I listened to James Cannon's fighting speeches for a legal Communist party in America. Cannon's manner was different from Bill Haywood's or Foster's. He had all the magnetism, the shrewdness, the punch, the bag of tricks of the typical American politician, but here he used them in a radical way. I wondered about him. If he had entered Democratic or Republican politics, there was no barrier I could see that could stop him from punching his way straight through to the front ranks.
I think Trotsky was the first of the big Russians to be convinced that there should be a legal Communist party in America, then Rakovsky and finally Zinoviev, a little reluctantly. Bukharin was for the illegal group. He said: "Remember what Jack London has told us about the terror and secret organization in America in his Iron Heel." That was so rare that I had to smile. While Cannon was informing the Russians about actual conditions in America, Bukharin was visualizing the America of Jack London's Iron Heel. Bukharin always did make me think of that line about some men having greatness thrust upon them. I believe that Lenin said of Bukharin, as Frank Harris said of H.G. Wells, that he could not think. Yet Bukharin was the author of the A B C of Communism, which once had a big vogue among the radicals.
At last even I was asked my opinion of an illegal Communist party in America. I tried to get excused, saying that as I was not an official delegate or a politician, but merely a poet, I didn't think my opinion was worth while. But as my colleague the mulatto was for the illegal party, I suppose they needed a foil. So then I said that although I had no experience of the actual conditions of social life in Czarist Russia, I believed there was no comparison between them and American conditions today. There were certain democratic privileges such as a limited freedom of the press and a limited right of free speech that our governing classes had had to concede because they were the necessary ingredients of their own system of society.
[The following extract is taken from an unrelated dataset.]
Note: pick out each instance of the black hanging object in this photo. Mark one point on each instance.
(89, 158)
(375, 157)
And American radicals could generally carry on open propaganda under those democratic privileges. Our Upton Sinclairs, Eugene Debs's, Max Eastmans and Mother Jones's might be prosecuted and imprisoned for a specific offense against the law, but they were not banished for their radical ideas to an American Siberia. And I said I thought that the only place where illegal and secret radical propaganda was necessary was among the Negroes of the South.
What I said about the Negroes of the South was more important than I imagined, and precipitated the Negro question. The Negro question came under the division of the Eastern Bureau, of which Sen Katayama was an active official. Because of his American experience and his education among Negroes, Sen Katayama was important as a kind of arbiter between black and white on the Negro question. It was an unforgettable experience to watch Katayama in conference. He was like a little brown bulldog with his jaws clamped on an object that he wouldn't let go. He apparently forgot all about nice human relationships in conference. Sen Katayama had no regard for the feelings of the white American comrades, when the Negro question came up, and boldly told them so. He said that though they called themselves Communists, many of them were unconsciously prejudiced against Negroes because of their background. He told them that really to understand Negroes they needed to be educated about and among Negroes as he had been.
Think not that it was just a revolutionary picnic and love feast in Moscow in the fifth year of Lenin! One of the American delegates was a southerner or of southern extraction. An important Bolshevik facetiously suggested to him that to untangle the Negro problem, black and white should intermarry. "Good God!" said the American, "if Jesus Christ came down from Heaven and said that in the South, he would be lynched." The Bolshevik said: "Jesus Christ wouldn't dare, but Lenin would."
Also I remember Walton Newbold who was the first Communist candidate elected to the British House of Commons. Saklatvala, the Indian Parsee, had announced himself a Communist only after he had been elected as an independent, but Walton Newbold was the first candidate of the British Communist Party. Just after his election to Parliament Newbold came to Moscow, while the Fourth Congress of International Communism was in session. For any reader who might not understand why a Communist member of the British Parliament should go to Moscow, I may explain that by the parallel of a cardinal going to Rome after receiving his hat. It was a big day for the little insignificant delegation of British Communists when Newbold arrived in Moscow. Of that triumphant arrival, one incident sticks more in my memory. I was informed that a member of the Chinese Young Communists, who was attending the Congress, met Newbold in the lobby of the Lux Hotel. He went up to Comrade Newbold to congratulate him and began: "Comrade Newbold—"
"Hello, Chink," Newbold cut in.
"But Comrade Newbold, I am not a Chink."
"Who told you that you weren't?" said Comrade Newbold as he turned away.